読書会から得られること

オンラインも対面も進行中

今日は午前と午後にそれぞれオンラインと対面の読書会を開催しました。
オンラインの方は『超訳ブッダの言葉 エッセンシャル版』を1時間半。
今日は全員で9名となったため、後半はブレイクアウトルームに分かれてシェアをしました。
午後は対面で『HAPPY STRESS』の最終回。
対面の方は3時間の設定ですが、本の内容から派生する話もあり、さほど長く感じないというのが毎回不思議です。
ところで、読書会のスタンダードがどのようなものか、実は私はよく知らないのですが、こちらで開催しているものは一冊の本を半年から1年かけて読み進め、参加者が感じたことや考えたことをシェアするというものです。
同じ箇所を読んでも、ある言葉に対するイメージが違ったり、フォーカスする部分が違ったりすることに、毎回新鮮な驚きを感じてきました。
日ごろ自分だけの考えや感覚の中で生きていると、人はそれぞれ違うということが頭の理解にとどまってしまいがちです。
定期的にそうした違いを実感することで、自分の中のバランスも整うような気がするのです。
例えば、今日読んだところに「業(カルマ)」という言葉がありました。
私は、どちらかというとネガティブに過去の因縁を背負っているようなイメージが浮かびます。
が、実際には良きカルマもあるのだそうです。
おかげでカルマに対するイメージが少し変わり、認識が広がった気がします。

言葉のイメージと世界

19世紀後半から20世紀初頭を生きたスイスの言語学者ソシュールは、言語は記号であり、文字・音と、概念・イメージによって成立していると言いました。
文字・音のことをシニフィアン、概念・イメージのことをシニフィエと呼びましたが、前者は現在分詞で後者は過去分詞です。
文字・音は今ここで見えたり聞こえたりするものですが、概念・イメージは過去の経験や文化的な背景などによって形づくられるものですね。
カルマという言葉のシニフィエも、個人によって違いが出てくるというわけです。
実は私たちがコミュニケーションで苦労するのはシニフィエの違いです。
例えば誰かが「最後まで責任を持ってください」と言う時、そもそも「責任を持つ」というイメージが相手と大きく違うことが多いものです。
にもかかわらず、「あの人は言ったことをしてくれない。
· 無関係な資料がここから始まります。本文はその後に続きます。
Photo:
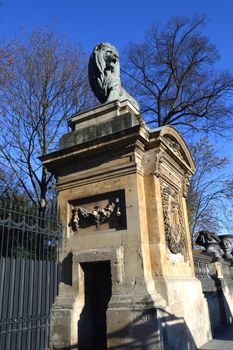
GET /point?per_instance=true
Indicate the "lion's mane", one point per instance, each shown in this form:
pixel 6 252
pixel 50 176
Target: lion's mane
pixel 104 75
pixel 104 72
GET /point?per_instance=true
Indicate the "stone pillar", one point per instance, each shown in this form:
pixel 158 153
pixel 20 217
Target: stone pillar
pixel 121 192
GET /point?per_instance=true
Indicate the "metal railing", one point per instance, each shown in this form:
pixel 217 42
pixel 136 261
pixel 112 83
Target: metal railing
pixel 29 275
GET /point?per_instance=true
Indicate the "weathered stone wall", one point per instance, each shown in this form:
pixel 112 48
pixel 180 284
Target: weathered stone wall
pixel 216 277
pixel 110 157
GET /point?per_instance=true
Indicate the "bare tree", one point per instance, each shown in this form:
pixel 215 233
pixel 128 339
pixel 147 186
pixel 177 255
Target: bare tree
pixel 172 74
pixel 210 195
pixel 47 82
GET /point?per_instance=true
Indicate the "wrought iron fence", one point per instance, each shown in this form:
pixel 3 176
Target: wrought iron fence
pixel 29 274
pixel 201 265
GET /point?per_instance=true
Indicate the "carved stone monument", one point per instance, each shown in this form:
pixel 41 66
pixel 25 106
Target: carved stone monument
pixel 127 267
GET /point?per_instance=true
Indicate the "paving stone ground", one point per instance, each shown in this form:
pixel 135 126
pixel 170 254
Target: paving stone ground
pixel 223 340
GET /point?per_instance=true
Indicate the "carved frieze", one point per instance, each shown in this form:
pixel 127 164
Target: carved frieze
pixel 186 184
pixel 97 216
pixel 173 219
pixel 102 211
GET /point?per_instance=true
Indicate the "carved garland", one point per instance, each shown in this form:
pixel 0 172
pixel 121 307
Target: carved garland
pixel 173 220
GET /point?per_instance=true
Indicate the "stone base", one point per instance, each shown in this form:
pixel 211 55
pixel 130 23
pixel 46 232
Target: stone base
pixel 185 321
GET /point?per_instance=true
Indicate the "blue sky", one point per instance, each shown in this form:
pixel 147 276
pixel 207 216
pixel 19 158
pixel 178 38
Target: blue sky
pixel 118 22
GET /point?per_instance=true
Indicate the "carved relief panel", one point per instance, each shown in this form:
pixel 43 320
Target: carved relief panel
pixel 173 218
pixel 101 212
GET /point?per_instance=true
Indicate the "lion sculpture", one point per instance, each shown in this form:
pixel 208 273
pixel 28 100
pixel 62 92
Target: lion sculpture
pixel 104 75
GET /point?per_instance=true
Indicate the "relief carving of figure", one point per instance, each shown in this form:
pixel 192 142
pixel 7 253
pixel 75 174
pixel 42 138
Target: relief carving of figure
pixel 104 75
pixel 173 221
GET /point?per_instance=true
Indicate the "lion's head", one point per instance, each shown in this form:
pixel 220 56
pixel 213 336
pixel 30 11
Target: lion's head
pixel 104 70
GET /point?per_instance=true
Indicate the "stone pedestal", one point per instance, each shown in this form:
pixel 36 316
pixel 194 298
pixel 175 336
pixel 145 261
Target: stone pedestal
pixel 121 192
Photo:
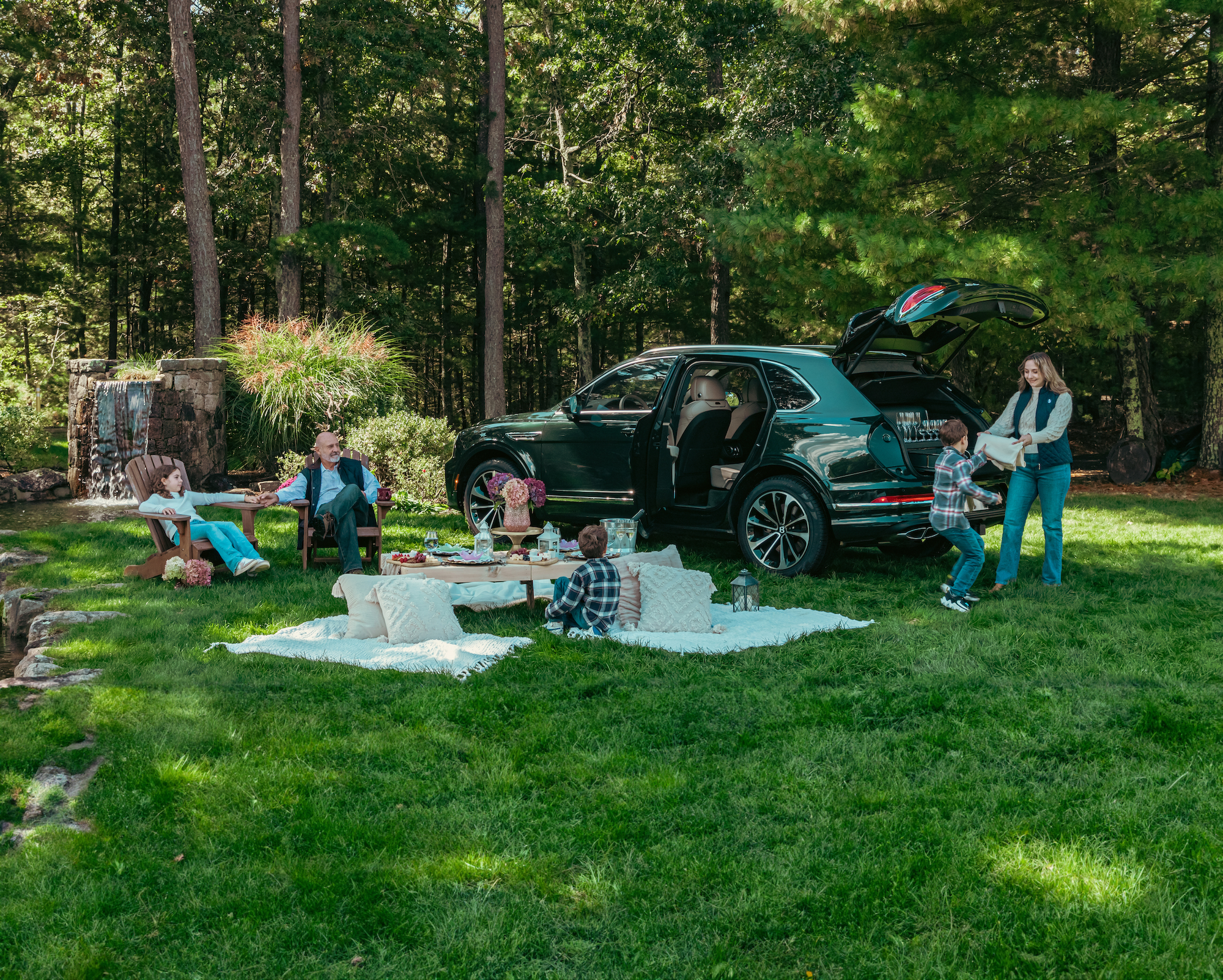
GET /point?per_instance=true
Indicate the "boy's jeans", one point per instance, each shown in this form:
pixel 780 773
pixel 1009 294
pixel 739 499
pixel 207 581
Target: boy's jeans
pixel 1051 485
pixel 226 537
pixel 968 566
pixel 578 617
責任感がない」などと断じてしまい、人間関係も断絶してしまったという例をよく聞きます。
シニフィエの部分をすり合わせようとすることが他者理解につながり、円満な関係を築く礎になるのだとつくづく思います。

読書会は他者理解のための良き機会

読書会は日ごろの仕事や家事と離れた利害関係のない安心な場所、自分と他者のシニフィエの違いに気づくことができる良き機会ではないかと思います。
世の中にはきっと多くの読書会が存在していることでしょう。
自分に合いそうなものを探してみるというのもいいかもしれません。
当講座の対面の読書会の方は、来月から茂木健一郎さんの『赤毛のアンに学ぶ幸福になる方法』を読んでいくことになりました。
『赤毛のアン』シリーズは私にとって中学時代の愛読書でしたが、茂木さんの本によって、私もアンからたくさんのことを学んだことに気づきました。
この本を読みながらも、人によって違う受け取り方にふれることができるでしょう。
ホームページを近日中に更新しますが、3月は19日の予定です。